Until it was demolished in 1974, the Sailors’ Home in Liverpool was a neo-Elizabethan tour-de-force by the Liverpool architect John Cunningham (1799-1873), with invaluable research on its history published by Stephen McKay here. Launched in 1844, the Sailors’ Home project was intended to provide itinerant seamen a place of board and lodging in the city as well as a morally improving environment, with a reading-room, library and savings bank.
The ornamental cast-iron gates were installed in 1851, soon after the Home opened, and were designed by Cunningham in collaboration with a local ironfounder Henry Pooley (1803-78), who had already provided ornamental railings and columns for the building’s interior. The gates served the dual purpose of protecting the savings banks attached to the Home and barring entry to seamen who might wish to gain entry to the building after the strict 10pm curfew. The extravagant ornamentation in the upper part of the gates mirrored the motifs in the sandstone carvings above the building’s entrance and included a welter of nautical motifs – sails, entwined fish, scallops and shells, ropes, horns, and wheels – crowned by a Liver bird, the most familiar heraldic motif of the city. Below, the ornament mirrored that of the balcony railings inside the Home with their exotic double-tailed mermaids supporting tridents and anchors and surrounded by a lattice network of rope.
This extravagant ornament was related to the gates’s function as a bar, protecting the security of the building and keeping out unwanted boarders. As seen in photographs of the gates in situ, the ornament of the upper parts filled the area above the entrance, making access impossible when the gates were closed. In addition, Pooley had originally proposed additional spikes to be installed on top the gates to make them more secure, but this had been abandoned after one of the mangers of the Home had expressed his ‘fears as to the consequences which might result … to drunken belated boarders’.
Indeed the intimating aspect of these ornamental gates would have more serious repercussions than mere symbolic threat. In the year after they were installed, a woman was killed by the gates after one of the lower panels, weighing half a tonne, fell on top of her. The unfortunate victim – Mary Ann Price – was the wife of the Home’s porter and had been standing next to her husband when the gate slid from its grooves because the chain holding it in place had been detached. Although the subsequent death of Mrs Price was found to be accidental, Pooley was heavily criticised for failing to ensure the safety of the gates and for being slow to redress the defect afterwards.
In an extraordinary instance of lighting striking twice, the gates were to kill again: in November 1907, a local policeman was crushed to death by the gates after he sought shelter in the Home’s entrance during a violent hailstorm. Seeing the porter struggling with one of the gates, the policemen went to help but was ‘overpowered by the heavy mass’ which crushed him so severely that ‘he was at once rendered unconscious’ and later died in hospital. Although personally liable for the death, the authorities of the Sailor’s Home wrangled over the compensation to the policeman’s widow, believing that the chains that supported the gates were more than adequate and that human error was responsible for the fatal accident.
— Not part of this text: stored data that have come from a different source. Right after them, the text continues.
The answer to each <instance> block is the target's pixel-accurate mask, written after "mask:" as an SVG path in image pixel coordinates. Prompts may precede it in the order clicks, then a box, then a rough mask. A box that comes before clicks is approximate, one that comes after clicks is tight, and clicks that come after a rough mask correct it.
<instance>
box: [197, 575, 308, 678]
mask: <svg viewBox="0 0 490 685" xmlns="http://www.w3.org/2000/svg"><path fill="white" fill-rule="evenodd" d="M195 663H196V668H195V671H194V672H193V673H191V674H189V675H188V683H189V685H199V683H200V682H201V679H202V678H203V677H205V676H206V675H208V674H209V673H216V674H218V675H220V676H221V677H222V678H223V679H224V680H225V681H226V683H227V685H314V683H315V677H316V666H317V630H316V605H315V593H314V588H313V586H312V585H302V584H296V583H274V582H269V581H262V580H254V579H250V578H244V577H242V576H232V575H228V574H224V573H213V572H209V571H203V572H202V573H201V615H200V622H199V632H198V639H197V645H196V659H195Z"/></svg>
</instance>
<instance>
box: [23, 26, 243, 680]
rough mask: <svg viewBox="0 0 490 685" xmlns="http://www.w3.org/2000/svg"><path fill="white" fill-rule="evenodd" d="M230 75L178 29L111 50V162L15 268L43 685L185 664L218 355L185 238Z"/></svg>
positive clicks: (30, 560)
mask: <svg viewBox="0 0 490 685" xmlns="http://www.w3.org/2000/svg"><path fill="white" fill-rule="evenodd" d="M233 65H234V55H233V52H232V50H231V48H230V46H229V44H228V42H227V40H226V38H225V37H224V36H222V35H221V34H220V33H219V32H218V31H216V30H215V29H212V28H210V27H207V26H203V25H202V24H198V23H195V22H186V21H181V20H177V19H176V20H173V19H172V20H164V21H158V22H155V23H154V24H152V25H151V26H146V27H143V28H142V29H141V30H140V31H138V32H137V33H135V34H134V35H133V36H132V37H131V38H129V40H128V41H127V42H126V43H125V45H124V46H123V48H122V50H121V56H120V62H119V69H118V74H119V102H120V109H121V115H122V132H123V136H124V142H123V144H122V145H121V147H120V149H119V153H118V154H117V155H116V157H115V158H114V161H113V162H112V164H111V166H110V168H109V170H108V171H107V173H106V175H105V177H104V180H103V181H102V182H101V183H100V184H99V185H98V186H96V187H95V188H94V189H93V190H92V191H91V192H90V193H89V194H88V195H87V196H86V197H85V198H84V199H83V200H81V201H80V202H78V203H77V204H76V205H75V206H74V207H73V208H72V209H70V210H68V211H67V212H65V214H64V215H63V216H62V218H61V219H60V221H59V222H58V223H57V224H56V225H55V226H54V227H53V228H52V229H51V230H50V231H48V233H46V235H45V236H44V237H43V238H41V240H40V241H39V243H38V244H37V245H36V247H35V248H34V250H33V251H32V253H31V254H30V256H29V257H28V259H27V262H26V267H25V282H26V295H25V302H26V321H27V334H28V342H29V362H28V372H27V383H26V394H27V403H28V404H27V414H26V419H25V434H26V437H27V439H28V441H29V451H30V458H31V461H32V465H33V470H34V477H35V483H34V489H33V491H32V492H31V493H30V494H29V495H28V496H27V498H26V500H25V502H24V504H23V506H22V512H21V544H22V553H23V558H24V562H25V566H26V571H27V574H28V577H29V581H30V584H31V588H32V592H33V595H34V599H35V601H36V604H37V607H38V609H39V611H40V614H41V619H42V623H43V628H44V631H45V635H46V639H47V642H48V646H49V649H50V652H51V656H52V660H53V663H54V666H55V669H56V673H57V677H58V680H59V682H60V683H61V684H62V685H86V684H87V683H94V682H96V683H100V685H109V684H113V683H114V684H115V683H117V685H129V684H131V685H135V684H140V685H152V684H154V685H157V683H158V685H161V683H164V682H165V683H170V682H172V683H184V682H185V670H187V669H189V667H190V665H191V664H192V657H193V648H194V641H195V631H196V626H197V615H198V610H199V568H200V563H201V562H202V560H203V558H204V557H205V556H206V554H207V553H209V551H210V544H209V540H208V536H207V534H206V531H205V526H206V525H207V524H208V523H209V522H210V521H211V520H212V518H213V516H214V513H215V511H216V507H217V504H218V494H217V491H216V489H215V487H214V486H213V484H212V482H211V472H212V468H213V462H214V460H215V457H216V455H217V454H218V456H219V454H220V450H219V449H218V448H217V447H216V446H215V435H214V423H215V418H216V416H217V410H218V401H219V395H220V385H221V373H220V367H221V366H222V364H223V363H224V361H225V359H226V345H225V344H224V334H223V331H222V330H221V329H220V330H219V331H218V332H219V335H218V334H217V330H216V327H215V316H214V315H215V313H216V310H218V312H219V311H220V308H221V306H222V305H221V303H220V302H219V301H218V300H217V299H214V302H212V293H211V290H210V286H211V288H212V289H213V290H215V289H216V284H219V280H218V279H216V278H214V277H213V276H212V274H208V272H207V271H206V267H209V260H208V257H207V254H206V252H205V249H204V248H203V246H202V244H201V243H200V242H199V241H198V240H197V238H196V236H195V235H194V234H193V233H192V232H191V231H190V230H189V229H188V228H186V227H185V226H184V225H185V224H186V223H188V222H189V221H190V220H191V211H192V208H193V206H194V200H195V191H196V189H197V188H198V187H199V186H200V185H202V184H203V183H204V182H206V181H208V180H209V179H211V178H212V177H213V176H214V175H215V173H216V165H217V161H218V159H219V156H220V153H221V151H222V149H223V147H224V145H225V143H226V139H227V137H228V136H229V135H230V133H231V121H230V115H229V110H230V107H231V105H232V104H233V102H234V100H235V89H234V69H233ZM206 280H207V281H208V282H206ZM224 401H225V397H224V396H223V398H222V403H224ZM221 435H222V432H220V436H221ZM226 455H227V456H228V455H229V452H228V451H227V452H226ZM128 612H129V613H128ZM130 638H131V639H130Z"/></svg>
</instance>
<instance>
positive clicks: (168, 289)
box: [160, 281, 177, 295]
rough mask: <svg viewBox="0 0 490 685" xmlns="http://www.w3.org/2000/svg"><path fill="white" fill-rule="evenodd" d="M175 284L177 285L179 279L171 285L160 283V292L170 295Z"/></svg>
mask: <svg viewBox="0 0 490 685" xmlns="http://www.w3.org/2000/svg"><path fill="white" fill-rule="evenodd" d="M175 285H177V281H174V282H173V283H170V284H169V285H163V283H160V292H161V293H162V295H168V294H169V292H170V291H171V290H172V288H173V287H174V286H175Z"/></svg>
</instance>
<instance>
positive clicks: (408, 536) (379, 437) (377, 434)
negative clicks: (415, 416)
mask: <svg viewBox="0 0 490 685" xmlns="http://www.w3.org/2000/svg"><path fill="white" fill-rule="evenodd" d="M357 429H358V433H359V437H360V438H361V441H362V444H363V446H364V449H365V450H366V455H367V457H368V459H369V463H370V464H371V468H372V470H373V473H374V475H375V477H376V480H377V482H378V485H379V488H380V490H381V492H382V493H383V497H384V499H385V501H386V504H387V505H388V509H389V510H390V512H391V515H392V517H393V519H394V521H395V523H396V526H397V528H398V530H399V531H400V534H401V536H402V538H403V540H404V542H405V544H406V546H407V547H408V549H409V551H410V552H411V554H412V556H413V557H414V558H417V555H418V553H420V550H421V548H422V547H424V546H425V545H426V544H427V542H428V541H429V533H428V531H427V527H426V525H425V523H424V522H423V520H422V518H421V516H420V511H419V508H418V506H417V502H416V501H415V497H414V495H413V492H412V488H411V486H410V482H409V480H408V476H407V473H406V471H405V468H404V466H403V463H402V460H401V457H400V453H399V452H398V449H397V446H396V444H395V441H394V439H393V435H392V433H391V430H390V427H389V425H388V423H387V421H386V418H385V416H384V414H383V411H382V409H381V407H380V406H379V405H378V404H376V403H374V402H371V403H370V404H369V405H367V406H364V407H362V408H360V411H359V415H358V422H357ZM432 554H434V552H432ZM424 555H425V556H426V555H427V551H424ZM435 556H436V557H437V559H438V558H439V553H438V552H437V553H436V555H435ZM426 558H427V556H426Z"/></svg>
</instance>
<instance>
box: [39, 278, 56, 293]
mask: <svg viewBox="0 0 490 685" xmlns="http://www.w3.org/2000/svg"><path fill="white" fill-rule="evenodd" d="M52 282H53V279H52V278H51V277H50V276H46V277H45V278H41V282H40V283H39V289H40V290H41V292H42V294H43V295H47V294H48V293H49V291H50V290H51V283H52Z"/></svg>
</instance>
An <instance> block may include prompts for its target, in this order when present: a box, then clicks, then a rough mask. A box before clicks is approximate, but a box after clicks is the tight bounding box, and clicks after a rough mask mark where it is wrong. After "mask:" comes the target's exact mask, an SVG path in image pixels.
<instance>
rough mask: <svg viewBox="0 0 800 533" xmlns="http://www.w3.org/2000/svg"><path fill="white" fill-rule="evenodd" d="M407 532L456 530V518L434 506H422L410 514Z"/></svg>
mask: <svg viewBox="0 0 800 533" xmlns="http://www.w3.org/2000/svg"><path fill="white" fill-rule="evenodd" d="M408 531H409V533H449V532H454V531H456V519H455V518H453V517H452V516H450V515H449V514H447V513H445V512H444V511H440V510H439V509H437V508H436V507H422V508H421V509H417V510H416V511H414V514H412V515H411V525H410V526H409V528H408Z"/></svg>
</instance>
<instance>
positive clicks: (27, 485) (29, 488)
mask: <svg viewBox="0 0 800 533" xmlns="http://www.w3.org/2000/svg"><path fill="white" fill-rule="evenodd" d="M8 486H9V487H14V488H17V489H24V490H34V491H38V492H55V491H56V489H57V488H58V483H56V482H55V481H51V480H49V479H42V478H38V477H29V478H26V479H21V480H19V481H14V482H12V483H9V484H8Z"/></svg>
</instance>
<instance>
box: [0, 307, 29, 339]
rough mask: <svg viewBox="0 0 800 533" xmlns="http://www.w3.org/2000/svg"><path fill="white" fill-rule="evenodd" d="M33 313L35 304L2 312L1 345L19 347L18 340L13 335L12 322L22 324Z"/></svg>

The tragic history of the gates may have accounted for the decision to remove them from the Sailor’s Home in 1951. After the Birmingham ironfounder W. and T. Avery took over Pooley’s company in 1948, the gates were offered to Avery and installed outside their historical museum in Soho, Birmingham. Here they were altered to swing like conventional doors rather than slide apart, the upper parts of the gates supported by a wrought-iron frame. The gates remained here until 2010 when they were dismantled to be restored before being returned to the Soho site. However, at the same time, a campaign was launched in Liverpool to lobby for the gates to be returned to their original location in the city, despite the fact that the Sailors’ Home itself had been demolished in 1974.
Unveiled on 18 August 2011 by the leader of Liverpool City Council, the gates now stand in their former location in Paradise Street, painted in green and gold to match their original colouring. Now fitted securely inside a steel frame, they no longer function as gates, but rather as a memorial to a vanished history. For all around the gates, Liverpool has been newly transformed: from a post-industrial landscape of ruin and decay to a glittering array of glass-fronted high-end shops and department stores. Opposite the newly-installed gates, the shiny transparent frontage of John Lewis now fills the space where the Sailors’ Home once stood. If the gates were meant to bring an historical presence back into this radically dehistoricised environment, they also reinforce the absence of that history, the once-deadly ornament now constrained and domesticated within its sanitised framework and hegemonic surroundings.